SÖZLEŞME YAPMA ZORUNLULUĞU – I

Genel olarak bütün hukuk düzenlerinin kabul ettiği üzere borçlar hukukunun; eşitlik, şekil özgürlüğü, nisbilik gibi temel ilkeleri bulunmaktadır. Sözleşme özgürlüğü de; sözleşmeyi yapıp yapmama, istenilen içerikte sözleşme yapma, yapılan sözleşmenin karşı tarafını seçme gibi özgürlükler içeren temel bir ilkedir. Başka bir anlatımla bu ilkeye göre bir kişi, kural olarak başka bir kişiyle sözleşme yapıp yapmama konusunda özgürdür. Ancak bu özgürlüğün, kanundan ve önceki taahhütten doğan (sözleşme yapma vaadi) sözleşme yapma zorunluluğu olmak üzere iki adet istisnası bulunmaktadır. Bu yazımızda kanundan doğan sözleşme yapma zorunluluğunu, bir sonraki yazımızdaysa önceki taahhütten doğan sözleşme yapma mecburiyetini detaylı olarak ele alacağız.

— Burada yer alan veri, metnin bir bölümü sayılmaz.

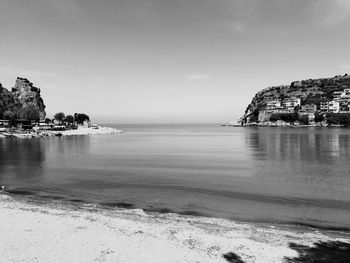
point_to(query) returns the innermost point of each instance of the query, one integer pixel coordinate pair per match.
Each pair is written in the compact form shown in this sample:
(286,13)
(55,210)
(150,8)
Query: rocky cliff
(23,101)
(310,92)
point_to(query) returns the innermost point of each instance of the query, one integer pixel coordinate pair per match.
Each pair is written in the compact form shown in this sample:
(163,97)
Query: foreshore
(57,232)
(79,131)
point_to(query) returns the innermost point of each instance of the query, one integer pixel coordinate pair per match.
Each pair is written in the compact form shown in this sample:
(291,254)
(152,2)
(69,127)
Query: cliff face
(23,100)
(311,92)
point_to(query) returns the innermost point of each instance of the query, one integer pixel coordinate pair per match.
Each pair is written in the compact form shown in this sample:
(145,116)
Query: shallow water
(276,175)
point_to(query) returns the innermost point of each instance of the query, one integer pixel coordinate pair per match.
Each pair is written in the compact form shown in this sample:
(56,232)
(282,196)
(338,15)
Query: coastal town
(23,115)
(320,102)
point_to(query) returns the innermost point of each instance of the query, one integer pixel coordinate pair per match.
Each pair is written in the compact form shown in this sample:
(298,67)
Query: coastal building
(308,108)
(291,103)
(4,123)
(337,95)
(344,106)
(324,106)
(272,105)
(333,106)
(346,94)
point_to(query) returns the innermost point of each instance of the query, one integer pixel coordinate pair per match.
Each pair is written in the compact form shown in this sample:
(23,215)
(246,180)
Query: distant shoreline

Kanundan doğan sözleşme yapma zorunluluğu; olağanüstü durumlardan kaynaklanabileceği gibi, kamu hukuku ya da özel hukuk kuralları nedeniyle normal zamanlarda da meydana gelebilmektedir. Örneğin savaş, salgın hastalık gibi olağanüstü durumlarda idare; kanunların veya kanun koyucunun verdiği yetkiyle, sözleşme yapma zorunluluğunu meydana getiren işlemler yapabilmekte veya kurallar koyabilmektedir.

Normal zamanlarda kamu hukuku kurallarından doğan sözleşme yapma zorunluluğuna geldiğimizdeyse; kamu erkini kullanan kamu kurum ve kuruluşları, kendisine şartlara uygun olarak başvuran herkesle sözleşme yapmak zorundadır. Ayrıca yine kamu hukuku alanında yapılan ihalelerin kesinleşmesi üzerine; ilgili kurum veya kuruluş, ihaleyi kazanan kişiyle de sözleşme yapmak durumundadır.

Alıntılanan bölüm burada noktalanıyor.